En la categorización realizada por Leonardo Padura, con base en Carpentier, quedan un poco más claras las diferencias entre lo real maravilloso, el realismo mágico y lo fantástico. Ahora, dadas las nuevas producciones literarias de los últimos quince años, las categorías se han refuncionalizado y se requieren, a la vez, nuevas formas explicativas de lo que se produce en los países americanos, cuya simbología abarca los aparatos míticos de los pueblos marginados y de todo lo subterráneo.
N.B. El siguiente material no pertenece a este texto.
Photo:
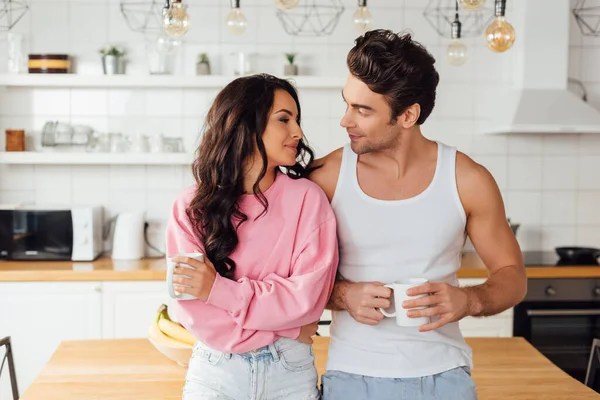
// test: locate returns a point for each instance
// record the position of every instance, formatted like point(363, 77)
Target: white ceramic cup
point(399, 296)
point(171, 266)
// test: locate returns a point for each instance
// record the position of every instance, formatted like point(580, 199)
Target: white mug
point(400, 296)
point(171, 266)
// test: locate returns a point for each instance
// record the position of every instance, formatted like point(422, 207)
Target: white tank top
point(387, 241)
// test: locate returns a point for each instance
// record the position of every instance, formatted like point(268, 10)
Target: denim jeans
point(455, 384)
point(284, 370)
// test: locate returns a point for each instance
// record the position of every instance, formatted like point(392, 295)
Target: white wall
point(551, 184)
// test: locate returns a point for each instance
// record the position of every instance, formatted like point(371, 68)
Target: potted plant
point(112, 60)
point(203, 65)
point(290, 68)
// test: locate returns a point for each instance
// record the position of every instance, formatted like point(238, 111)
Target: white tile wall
point(550, 183)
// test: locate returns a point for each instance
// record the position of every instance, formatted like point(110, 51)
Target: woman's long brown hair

Sin embargo, volviendo a la necesidad de entender por qué escritores de estos territorios escriben, desde lo que puede parecer absurdo o surreal, una serie de cuentos y de novelas que abren las puertas a lo americano, que lo narrado en los contextos locales no sea leído como acontecimientos maravillosos sino como parte de lo cotidiano tiene que ver con las circunstancias barrocas de lo cotidiano en América.
Sin duda existe un trabajo estético en retomar los símbolos de la realidad colectiva y llevarlos de formas transfiguradas a la narrativa poética, pero en ello subyacen las realidades americanas que no pueden ser más que barrocas. Es decir, la naturalidad de las circunstancias que se conjugan en el hecho americano, mixturando culturas de diversos orígenes y por tanto su potencia mítica, es lo que crea la literatura no solo de mitades del siglo XX, sino que llega hasta nuestros días con una necesidad de poder reflejar lo americano en términos literarios. Es decir, la traducción se da en clave barroca si leemos desde Lezama, donde también podemos incluir la argumentación desarrollada por Quijano sobre Arguedas, donde la capacidad unitiva, o sea barroca, para llevar en términos lingüísticos una aproximación a la realidad mítica de las comunidades al interior de Perú conecta precisamente con el argumento lezamiano de la cultura y lo barroco; donde el resultado es una narrativa abigarrada de imágenes que se sobreponen unas a otras, como la fachada de cualquier catedral mexicana o de la obra del Aleijadinho brasileño.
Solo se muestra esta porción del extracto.